剪枝參數的默認值會讓樹無限增長,這些樹在某些數據集中可能非常巨大,非常消耗內存。其次,決策樹的無限增長會造成過擬合線性,導致模型在訓練集中表現很好,但是在測試集中表現一般。之所以在訓練集中表現很好,是包括了訓練集中的噪音在里面,造成了過擬合現象。所以,我們要對決策樹進行剪枝參數調優。

常用的參數主要有:

  • min_samples_leaf: 葉子的最小樣本量,如果少於設定的值,則停止分枝;太小引起過擬合,太大阻止模型學習數據;建議從5開始;

  • min_samples_split: 分枝節點的樣本量,如果少於設定的值,那么就停止分枝。

  • max_depth:樹的深度,超過深度的樹枝會被剪掉,建議從3開始,看效果決定是否要增加深度;如果3的准確率只有50%,那增加深度,如果3的准確率80%,90%,那考慮限定深度,不用再增加深度了,節省計算空間。

clf = tree.DecisionTreeClassifier(min_samples_leaf=10
                                , min_samples_split=20
                                , max_depth=3)
clf.fit(X_train, y_train)
dot_data = tree.export_graphviz(clf
                               ,feature_names=feature_name
                               ,class_names=["紅酒","白酒","葡萄酒"]  #別名
                               ,filled=True
                               ,rounded=True)
graphviz.Source(dot_data)

 

 
image.png

9、確定最優剪枝參數

import matplotlib.pyplot as plt
score_list = []
for i in range(1,11):
    clf = tree.DecisionTreeClassifier(max_depth=i
                                    ,criterion="entropy"
                                    ,random_state=30
                                    ,splitter="random")
    clf.fit(Xtrain, Ytrain)
    score = clf.score(Xtest, Ytest)
    score_list.append(score)
plt.plot(range(1,11),score_list,color="red",label="max_depth",linewidth=2)
plt.legend()
plt.show()

 

 
確定最優參數

 

可以看到,max_depth在=3的時候,score已經達到了最高,再增加深度,則會增加過擬合的風險。

六、 決策樹的優缺點

優點

  • 簡單的理解和解釋,樹木可視化。
  • 需要很少的數據准備,其他技術通常需要數據歸一化。

缺點

  • 決策樹學習者可以創建不能很好地推廣數據的過於復雜的樹,被稱為過擬合。
  • 決策樹可能不穩定,因為數據的小變化可能會導致完全不同的樹
    被生成。

改進

  • 減枝cart算法
  • 隨機森林

七、環境准備

在Windows中直接利用pip是無法進行安裝的,網上有很多的方法,具體每個人可能報錯的原因不一樣,這里我說明一下我是怎么解決的:

下載並安裝Graphviz
設置環境變量
為Python加載Graphviz
資源下載
Graphviz的官網下載:https://graphviz.gitlab.io/_pages/Download/Download_windows.html,下載后按照提示進行安裝就可以了;

在anaconda中新建了一個graphviz文件夾,安裝在此文件夾中方便查找;

設置環境變量:
如果沒配置環境變量會出現如下報錯:

'dot' 不是內部或外部命令,也不是可運行的程序 或批處理文件。
在:我的電腦-系統屬性-高級系統設置-高級-環境變量-系統變量-找到Path 進行環境配置

將上面安裝的graphviz中的bin路徑添加到path中(添加不是重建)

我這里是:D:\Anaconda\graphviz\bin

測試安裝:
1.win+R
2.輸入命令:dot -version
3.觀察到如下信息,則該設置生效;

加載graphviz
此時再利用pip進行安裝即可:

pip install graphviz

八、完整代碼

1、鴛鴦花實現:

代碼實現:

# coding: utf-8

# In[1]:


from sklearn import datasets
import math
import numpy as np


# In[69]:


def getInformationEntropy(arr, leng):
    # print("length = ",leng)
    return -(arr[0] / leng * math.log(arr[0] / leng if arr[0] > 0 else 1) + arr[1] / leng * math.log(
        arr[1] / leng if arr[1] > 0 else 1) + arr[2] / leng * math.log(arr[2] / leng if arr[2] > 0 else 1))
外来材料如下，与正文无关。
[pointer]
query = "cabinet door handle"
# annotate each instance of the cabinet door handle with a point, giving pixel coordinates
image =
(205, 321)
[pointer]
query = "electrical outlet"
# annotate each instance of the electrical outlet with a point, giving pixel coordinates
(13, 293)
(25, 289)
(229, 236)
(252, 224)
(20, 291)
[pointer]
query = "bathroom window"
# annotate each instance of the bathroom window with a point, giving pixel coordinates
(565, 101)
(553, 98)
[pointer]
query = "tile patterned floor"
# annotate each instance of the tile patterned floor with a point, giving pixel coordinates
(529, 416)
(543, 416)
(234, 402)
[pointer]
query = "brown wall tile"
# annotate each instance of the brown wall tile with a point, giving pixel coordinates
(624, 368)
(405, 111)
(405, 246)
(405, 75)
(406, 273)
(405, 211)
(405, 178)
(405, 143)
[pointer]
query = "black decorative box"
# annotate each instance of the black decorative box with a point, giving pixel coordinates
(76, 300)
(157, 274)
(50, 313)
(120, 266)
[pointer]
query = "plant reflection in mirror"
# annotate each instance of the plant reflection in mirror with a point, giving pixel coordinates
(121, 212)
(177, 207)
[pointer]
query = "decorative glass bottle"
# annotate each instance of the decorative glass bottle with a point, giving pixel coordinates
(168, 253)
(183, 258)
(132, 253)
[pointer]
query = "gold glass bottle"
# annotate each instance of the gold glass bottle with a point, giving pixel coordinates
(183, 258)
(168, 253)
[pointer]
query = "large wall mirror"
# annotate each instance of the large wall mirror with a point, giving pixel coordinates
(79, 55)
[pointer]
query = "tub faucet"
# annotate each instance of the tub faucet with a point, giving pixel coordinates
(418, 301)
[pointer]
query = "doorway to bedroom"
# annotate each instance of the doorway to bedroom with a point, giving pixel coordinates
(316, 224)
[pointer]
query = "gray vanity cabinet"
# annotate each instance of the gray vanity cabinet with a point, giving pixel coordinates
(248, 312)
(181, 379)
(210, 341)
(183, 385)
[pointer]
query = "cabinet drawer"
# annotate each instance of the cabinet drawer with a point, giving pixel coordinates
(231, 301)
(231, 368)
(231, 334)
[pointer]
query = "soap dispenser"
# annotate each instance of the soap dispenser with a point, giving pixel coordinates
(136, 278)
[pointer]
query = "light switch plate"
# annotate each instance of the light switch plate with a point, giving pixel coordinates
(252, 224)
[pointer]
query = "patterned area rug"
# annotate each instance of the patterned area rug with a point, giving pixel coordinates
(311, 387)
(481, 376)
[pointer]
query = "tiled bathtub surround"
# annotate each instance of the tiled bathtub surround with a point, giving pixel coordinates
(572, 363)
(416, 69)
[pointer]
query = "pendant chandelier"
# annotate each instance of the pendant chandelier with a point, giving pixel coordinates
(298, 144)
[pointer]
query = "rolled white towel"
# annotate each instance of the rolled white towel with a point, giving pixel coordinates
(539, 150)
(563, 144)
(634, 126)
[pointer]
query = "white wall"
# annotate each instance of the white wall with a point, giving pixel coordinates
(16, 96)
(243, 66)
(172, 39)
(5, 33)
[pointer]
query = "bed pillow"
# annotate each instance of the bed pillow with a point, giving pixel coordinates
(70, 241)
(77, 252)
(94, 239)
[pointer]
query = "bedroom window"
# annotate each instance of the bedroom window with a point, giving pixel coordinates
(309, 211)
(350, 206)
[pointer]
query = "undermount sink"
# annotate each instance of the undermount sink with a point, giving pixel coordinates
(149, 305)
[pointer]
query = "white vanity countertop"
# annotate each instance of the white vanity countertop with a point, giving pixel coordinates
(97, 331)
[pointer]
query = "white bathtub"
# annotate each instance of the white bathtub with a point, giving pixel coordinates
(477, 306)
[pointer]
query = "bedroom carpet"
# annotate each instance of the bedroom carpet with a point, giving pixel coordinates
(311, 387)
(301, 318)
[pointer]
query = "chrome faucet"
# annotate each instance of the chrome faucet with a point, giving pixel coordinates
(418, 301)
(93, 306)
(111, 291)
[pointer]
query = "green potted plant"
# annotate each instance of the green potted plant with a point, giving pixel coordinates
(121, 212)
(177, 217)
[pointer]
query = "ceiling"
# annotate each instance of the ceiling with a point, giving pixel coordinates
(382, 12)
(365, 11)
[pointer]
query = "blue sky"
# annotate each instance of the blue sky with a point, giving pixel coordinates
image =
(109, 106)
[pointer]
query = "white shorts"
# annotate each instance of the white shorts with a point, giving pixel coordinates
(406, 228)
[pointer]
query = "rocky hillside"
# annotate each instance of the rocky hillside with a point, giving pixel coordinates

# informationEntropy = getInformationEntropy(num,length)
# print(informationEntropy)


# In[105]:


# 離散化特征一的值
def discretization(index):
    feature1 = np.array([iris.data[:, index], iris.target]).T
    feature1 = feature1[feature1[:, 0].argsort()]

    counter1 = np.array([0, 0, 0])
    counter2 = np.array([0, 0, 0])

    resEntropy = 100000
    for i in range(len(feature1[:, 0])):

        counter1[int(feature1[i, 1])] = counter1[int(feature1[i, 1])] + 1
        counter2 = np.copy(counter1)

        for j in range(i + 1, len(feature1[:, 0])):

            counter2[int(feature1[j, 1])] = counter2[int(feature1[j, 1])] + 1
            # print(i,j,counter1,counter2)
            # 貪心算法求最優的切割點
            if i != j and j != len(feature1[:, 0]) - 1:

                # print(counter1,i+1,counter2-counter1,j-i,np.array(num)-counter2,length-j-1)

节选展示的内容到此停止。